Some of the toll plaza gates on highways had to be “temporarily dismantled” to allow passage to a 100-ft-long truck carrying the monolithic block of granite for the statue of Netaji Subhas Chandra Bose from Telangana to Delhi.
Rajat Mehta, director of Delhi-based Granite Studio India, which supplied the telephone black stone sourced from a quarry in Khammam in Telangana, said a “makeshift road” had to be built to move it from the quarry to a highway for transportation.
“It was a mammoth block of stone, weighing 280 metric tonnes (MT) and 32-ft-long. It was 11-ft-high and 8.5-ft-wide from which the image of Netaji was carved out. But bringing it to Delhi entailed a whole host of challenges,” he told PTI on Friday.
The granite monolith was chiselled to produce a statue of Bose which weighed 65 MT. Prime Minister Narendra Modi unveiled the statue of Bose, that sits in historic canopy in front of the India Gate here, on Thursday evening.
The massive truck was specially designed to carry the granite block from Telangana to the National Gallery of Modern Art (NGMA) here — a distance of 1,665 kilometres, the Culture Ministry earlier said.
“The stretch from the quarry to the national highway was ‘kuccha’ and a makeshift road had to be built in a short period of time to move the stone to the highway,” he said. As many as 42 tyres of the 100-ft-long truck burst on the way and 72 hours were lost due to this. The truck passed through five states to reach Delhi,” Mehta said.

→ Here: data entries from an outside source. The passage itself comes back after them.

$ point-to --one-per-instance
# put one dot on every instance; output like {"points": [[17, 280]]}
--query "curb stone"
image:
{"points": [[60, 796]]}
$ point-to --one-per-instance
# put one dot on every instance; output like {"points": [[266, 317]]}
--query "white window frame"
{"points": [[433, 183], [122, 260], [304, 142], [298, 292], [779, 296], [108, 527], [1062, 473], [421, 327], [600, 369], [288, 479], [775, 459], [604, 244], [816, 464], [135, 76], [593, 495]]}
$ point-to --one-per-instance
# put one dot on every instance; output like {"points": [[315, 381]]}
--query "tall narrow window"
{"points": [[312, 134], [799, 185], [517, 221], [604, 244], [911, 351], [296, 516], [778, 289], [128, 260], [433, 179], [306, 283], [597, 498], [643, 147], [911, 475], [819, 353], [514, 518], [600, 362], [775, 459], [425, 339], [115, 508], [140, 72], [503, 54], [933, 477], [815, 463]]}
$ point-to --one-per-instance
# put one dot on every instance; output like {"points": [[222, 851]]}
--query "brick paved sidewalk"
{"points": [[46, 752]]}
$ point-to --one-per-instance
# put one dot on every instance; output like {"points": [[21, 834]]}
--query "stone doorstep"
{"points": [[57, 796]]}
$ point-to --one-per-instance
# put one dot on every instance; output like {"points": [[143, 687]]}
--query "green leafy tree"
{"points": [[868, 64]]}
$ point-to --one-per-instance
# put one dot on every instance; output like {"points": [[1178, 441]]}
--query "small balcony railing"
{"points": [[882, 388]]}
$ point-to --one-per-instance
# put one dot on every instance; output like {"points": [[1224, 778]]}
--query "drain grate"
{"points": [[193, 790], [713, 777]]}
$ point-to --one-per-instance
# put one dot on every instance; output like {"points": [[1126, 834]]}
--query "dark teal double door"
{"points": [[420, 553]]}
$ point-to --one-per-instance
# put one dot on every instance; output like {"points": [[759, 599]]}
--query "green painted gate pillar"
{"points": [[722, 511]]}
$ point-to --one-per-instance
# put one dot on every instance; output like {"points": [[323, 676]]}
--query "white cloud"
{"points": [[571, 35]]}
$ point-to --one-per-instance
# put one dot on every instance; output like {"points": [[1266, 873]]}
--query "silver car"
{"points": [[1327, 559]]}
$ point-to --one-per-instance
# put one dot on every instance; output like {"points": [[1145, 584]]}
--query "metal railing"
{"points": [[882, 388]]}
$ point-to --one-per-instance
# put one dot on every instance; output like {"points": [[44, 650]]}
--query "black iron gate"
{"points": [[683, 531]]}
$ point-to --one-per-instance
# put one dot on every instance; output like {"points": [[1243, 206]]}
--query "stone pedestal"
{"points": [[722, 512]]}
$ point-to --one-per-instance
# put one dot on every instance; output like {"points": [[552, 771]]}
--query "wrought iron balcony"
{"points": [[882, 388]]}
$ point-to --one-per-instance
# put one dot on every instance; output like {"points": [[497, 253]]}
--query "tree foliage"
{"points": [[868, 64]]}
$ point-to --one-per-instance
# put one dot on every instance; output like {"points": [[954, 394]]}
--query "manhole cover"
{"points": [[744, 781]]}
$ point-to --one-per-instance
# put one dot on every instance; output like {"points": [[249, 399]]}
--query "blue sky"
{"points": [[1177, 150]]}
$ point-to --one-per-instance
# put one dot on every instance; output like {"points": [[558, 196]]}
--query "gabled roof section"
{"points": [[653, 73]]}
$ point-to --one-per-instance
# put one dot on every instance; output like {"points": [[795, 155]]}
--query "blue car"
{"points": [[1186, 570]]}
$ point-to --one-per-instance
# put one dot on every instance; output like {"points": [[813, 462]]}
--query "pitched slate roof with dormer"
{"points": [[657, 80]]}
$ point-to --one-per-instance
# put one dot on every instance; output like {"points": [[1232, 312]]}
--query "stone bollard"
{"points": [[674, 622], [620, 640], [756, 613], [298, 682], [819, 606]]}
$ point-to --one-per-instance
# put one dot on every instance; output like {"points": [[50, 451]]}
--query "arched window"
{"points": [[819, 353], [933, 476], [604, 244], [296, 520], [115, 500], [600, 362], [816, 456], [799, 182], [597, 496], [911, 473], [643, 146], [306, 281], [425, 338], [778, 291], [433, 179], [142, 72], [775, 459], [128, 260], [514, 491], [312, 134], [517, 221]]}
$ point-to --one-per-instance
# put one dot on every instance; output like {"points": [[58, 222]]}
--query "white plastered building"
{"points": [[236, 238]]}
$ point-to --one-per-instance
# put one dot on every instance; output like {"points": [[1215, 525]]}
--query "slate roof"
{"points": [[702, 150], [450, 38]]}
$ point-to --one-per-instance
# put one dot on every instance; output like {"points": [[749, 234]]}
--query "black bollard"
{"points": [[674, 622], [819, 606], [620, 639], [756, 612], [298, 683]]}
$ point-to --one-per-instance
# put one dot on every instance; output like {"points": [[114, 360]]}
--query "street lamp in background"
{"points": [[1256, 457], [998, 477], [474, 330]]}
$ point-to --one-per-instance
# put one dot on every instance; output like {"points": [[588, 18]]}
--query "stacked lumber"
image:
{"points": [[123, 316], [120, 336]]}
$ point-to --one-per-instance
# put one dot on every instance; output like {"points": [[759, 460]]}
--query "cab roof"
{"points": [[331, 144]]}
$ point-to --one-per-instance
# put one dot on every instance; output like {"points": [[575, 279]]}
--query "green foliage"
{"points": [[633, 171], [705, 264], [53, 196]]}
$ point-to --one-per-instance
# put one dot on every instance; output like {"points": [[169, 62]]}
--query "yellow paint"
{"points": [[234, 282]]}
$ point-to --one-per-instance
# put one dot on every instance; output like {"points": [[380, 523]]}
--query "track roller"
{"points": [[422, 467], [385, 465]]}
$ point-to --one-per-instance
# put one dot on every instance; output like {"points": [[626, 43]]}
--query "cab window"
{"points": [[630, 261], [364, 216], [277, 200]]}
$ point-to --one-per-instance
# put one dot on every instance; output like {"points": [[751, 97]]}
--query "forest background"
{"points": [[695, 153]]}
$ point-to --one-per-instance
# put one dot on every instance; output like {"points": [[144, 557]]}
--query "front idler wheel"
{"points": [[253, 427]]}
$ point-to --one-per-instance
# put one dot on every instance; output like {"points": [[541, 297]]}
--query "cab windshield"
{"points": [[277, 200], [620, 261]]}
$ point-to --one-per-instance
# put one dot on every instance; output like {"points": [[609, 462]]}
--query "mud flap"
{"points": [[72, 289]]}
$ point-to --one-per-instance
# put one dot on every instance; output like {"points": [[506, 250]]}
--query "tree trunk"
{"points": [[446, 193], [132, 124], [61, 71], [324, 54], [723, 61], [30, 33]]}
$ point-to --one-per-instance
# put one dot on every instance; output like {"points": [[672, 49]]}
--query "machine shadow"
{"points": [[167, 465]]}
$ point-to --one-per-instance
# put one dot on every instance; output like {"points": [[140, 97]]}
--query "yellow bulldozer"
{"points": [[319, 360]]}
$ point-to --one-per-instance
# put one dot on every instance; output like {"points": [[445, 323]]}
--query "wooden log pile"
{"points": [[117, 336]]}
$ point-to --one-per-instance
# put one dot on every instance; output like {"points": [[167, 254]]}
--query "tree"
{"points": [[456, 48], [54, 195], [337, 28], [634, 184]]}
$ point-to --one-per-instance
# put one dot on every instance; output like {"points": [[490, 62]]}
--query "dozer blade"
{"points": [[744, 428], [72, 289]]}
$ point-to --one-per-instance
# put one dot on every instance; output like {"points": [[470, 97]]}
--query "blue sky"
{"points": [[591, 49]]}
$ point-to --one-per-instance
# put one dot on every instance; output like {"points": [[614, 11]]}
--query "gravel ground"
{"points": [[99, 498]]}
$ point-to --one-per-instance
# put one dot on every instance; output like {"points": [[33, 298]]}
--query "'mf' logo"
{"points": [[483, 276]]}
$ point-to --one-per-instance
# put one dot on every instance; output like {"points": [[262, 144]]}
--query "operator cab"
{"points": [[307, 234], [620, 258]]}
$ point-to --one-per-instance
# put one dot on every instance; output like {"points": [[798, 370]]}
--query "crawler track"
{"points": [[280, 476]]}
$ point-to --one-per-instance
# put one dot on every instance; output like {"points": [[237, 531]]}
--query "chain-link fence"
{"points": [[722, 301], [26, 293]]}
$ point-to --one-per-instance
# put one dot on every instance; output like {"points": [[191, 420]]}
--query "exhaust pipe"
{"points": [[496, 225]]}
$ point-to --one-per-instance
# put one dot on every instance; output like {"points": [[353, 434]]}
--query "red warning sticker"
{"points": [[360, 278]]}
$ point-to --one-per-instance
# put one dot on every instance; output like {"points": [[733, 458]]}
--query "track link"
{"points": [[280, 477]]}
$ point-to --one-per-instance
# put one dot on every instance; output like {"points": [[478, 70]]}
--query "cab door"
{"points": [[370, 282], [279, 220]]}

A team of sculptors spent 26,000 man hours of “intense artistic endeavour” to carve the 28-ft-tall statue of Bose, according to the Ministry of Culture.
“While the statue’s carving was a labour of love itself, bringing it to Delhi was no easy feat. The truck was so huge that, at a couple of places, some of the toll plaza gates on highways had to be temporarily dismantled, where turns were sharp, so that the truck could negotiate it without the risk of hitting anything or anyone. All permissions had been taken from authorities for such work. In fact, police escorted the truck at many border areas knowing the significance of the monolithic block,” Mehta said.
The truck had four drivers, who took turns to drive it day and night, and “a pilot vehicle from our studio” accompanied it, he said.
“Another issue was that these huge trucks generally ply during night time when the road temperature is lower. But, as it travelled during day time too, many tyres got burst due to heat. As many as 42 tyres of the 100-ft-long truck burst on the way and 72 hours were lost due to this. The truck passed through five states to reach Delhi,” he said.
The truck left for Delhi on the night of May 22 and reached the national capital on June 2, Mehta said.
After reaching a National Highway, the truck travelled to Nagpur and passing through other parts of Maharashtra, it moved to Madhya Pradesh, Uttar Pradesh and then Faridabad, Haryana, and reached Delhi at the NGMA, he added.
The entire sculpture work was done at the NGMA. Raw stone block was brought from Khammam in Telangana, a senior official of the Culture Ministry said.
The statue is completely “hand sculpted using traditional techniques and modern tools”. The team of sculptors was led by Arun Yogiraj.
Mehta said even after reaching NGMA, the challenge was how to take the truck inside as NGMA’s gate is small.
“So, a portion of the iron fencing was removed to let the stone-laden truck in, and then the truck was dismantled to allow the monolithic block to be unloaded. The truck was reassembled outside the campus. The fence has been fitted again,” he said.
The prime minister had on January 21 assured that a grand statue of Netaji made of granite will be installed at India Gate as a symbol of the nation’s “indebtedness” to him.
As Modi unveiled the statue of Bose on Thursday evening, the tune of ‘Kadam Kadam Badhayeja’, the traditional song of the Indian National Army (INA), played in the background.
A group of people from Telangana who visited India Gate shortly before the unveiling ceremony said they felt “very happy and proud” that Netaji has been “brought to life” using a granite stone quarried from their home state.
Venkat T from Telangana’s Nizamabad area said, “I have come here before but the India Gate complex looks different today. And the fact that Netaji’s statue has been made out of a stone from Telengana is a matter of great pride for us”.
Venkat’s brother-in-law Shrikant K and sister-in-law Swarnlata K, who are visiting Delhi for the first time, said they did not know that the statue has been carved out of a stone from Telangana and said it is was a pleasant surprise for them.